# Matthew Henry Advice needed..



## ccravens (Feb 27, 2018)

Hello,

I'm wanting to downsize my 6 volume Matthew Henry commentary to one of the one-volume editions. Is there an edition that keeps all of his comments, but just eliminates the scriptures? (Sorry how that sounds!)

If possible, I'd like a 2 or 3 volume edition of that (if one exists) to avoid the huge cumbersome book. But I'll take a one volume if that's all there is. Font can't be incredibly small, I'm in my 50s, after all..

There are a couple of editions, one from Zondervan (MH Commentary in one volume) and one from Thomas Nelson (Concise Commentary on the Whole Bible). If there are others please let me know!

Thank you in advance!


----------



## Ask Mr. Religion (Feb 27, 2018)

I do not know of a complete commentary without the Scriptures by Henry.
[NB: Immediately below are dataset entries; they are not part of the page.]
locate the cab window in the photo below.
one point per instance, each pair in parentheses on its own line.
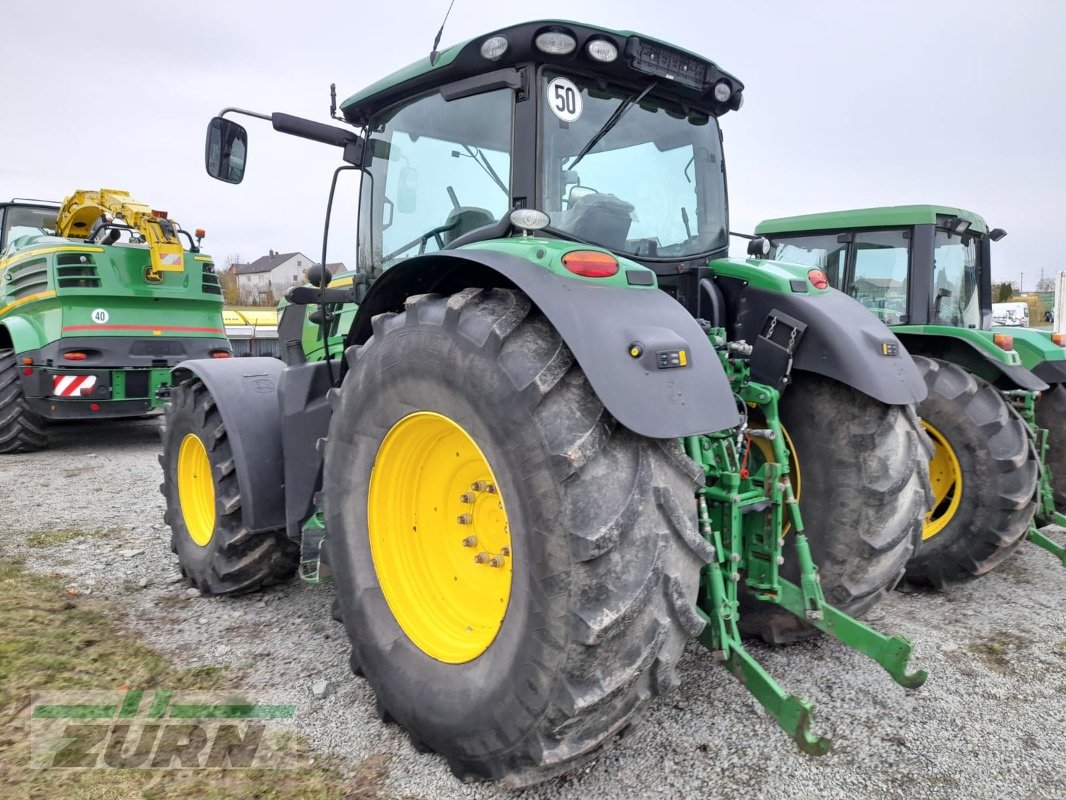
(439,170)
(879,280)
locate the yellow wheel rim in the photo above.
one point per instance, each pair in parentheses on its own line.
(946,476)
(439,538)
(196,490)
(765,450)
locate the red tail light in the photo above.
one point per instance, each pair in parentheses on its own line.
(818,280)
(591,264)
(1003,341)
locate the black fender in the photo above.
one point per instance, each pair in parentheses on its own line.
(843,340)
(599,323)
(956,350)
(245,392)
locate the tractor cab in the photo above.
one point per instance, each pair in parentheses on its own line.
(611,136)
(21,219)
(908,265)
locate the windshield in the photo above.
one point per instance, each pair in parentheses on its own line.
(821,250)
(652,186)
(19,221)
(956,280)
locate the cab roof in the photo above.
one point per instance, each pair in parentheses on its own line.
(465,61)
(868,218)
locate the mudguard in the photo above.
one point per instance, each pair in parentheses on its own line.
(972,358)
(245,392)
(843,339)
(600,324)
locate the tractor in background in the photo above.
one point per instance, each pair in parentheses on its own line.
(100,299)
(997,396)
(550,432)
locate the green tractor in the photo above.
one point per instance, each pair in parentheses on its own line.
(997,396)
(552,449)
(100,299)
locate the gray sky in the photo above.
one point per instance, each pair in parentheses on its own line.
(848,104)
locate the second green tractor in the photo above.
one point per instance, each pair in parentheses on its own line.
(996,410)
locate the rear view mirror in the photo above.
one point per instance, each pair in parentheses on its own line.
(407,191)
(226,150)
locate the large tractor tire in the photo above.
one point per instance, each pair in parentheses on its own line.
(21,429)
(984,477)
(1051,414)
(216,553)
(516,572)
(860,473)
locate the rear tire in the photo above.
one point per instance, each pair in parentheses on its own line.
(1051,414)
(21,429)
(229,559)
(865,480)
(973,529)
(604,553)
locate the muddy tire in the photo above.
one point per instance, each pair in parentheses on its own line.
(1051,414)
(984,446)
(604,555)
(216,553)
(21,429)
(863,492)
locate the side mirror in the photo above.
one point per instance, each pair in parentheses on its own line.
(226,150)
(759,246)
(407,191)
(319,275)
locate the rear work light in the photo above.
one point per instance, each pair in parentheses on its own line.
(591,264)
(818,280)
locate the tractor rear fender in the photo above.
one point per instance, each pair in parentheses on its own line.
(843,340)
(20,335)
(973,358)
(245,392)
(601,324)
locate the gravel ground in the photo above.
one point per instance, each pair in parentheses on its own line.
(989,724)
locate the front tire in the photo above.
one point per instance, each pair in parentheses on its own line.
(21,429)
(984,477)
(863,481)
(602,550)
(216,553)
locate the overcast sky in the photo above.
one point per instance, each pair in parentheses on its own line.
(848,104)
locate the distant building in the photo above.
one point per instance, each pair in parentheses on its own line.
(270,275)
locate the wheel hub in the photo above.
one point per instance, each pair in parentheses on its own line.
(439,537)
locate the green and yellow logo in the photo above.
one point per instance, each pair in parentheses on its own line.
(160,730)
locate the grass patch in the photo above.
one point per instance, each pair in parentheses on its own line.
(53,538)
(51,641)
(996,651)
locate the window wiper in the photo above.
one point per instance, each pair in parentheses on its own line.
(612,121)
(482,160)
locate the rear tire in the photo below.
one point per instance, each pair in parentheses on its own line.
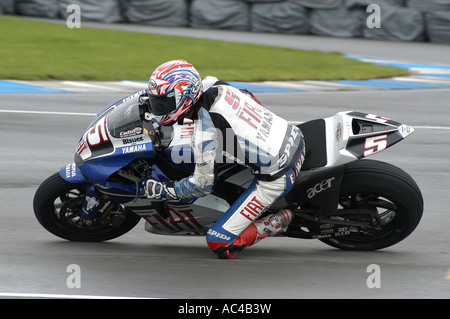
(55,193)
(386,190)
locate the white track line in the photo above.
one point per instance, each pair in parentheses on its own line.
(62,296)
(426,127)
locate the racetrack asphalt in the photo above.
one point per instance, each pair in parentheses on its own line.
(40,133)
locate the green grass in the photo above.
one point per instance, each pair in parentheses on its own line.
(31,50)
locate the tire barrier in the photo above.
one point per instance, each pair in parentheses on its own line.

You could always read it online:
https://www.studylight.org/commentaries/mhm.html


----------



## ccravens (Feb 27, 2018)

Thanks! I just like to hold the book in my hand, mark in it, underline, etc.


----------



## Jake (Feb 28, 2018)

I do _not_ recommend this 1 volume edition: https://www.thekjvstore.com/matthew-henry-s-commentary-on-the-whole-bible-hendrickson.html

The font is incredibly small. The smallest print I've seen in a book. It's pretty much unusable for me, but I also have pretty bad eyes.

Reactions: Like 1


----------



## Stephen L Smith (Feb 28, 2018)

I got advice re the abridged editions of the MHC but it appears the original 6 vol edition is still the best. As Jake said you can get all this in one volume but the font is too small for my eyes as well. Matthew Henry is so Biblically rich that it is worth sticking wth the 6 vol set.


----------



## ccravens (Mar 1, 2018)

Even the font in the 6 vol. set is not incredibly large..


----------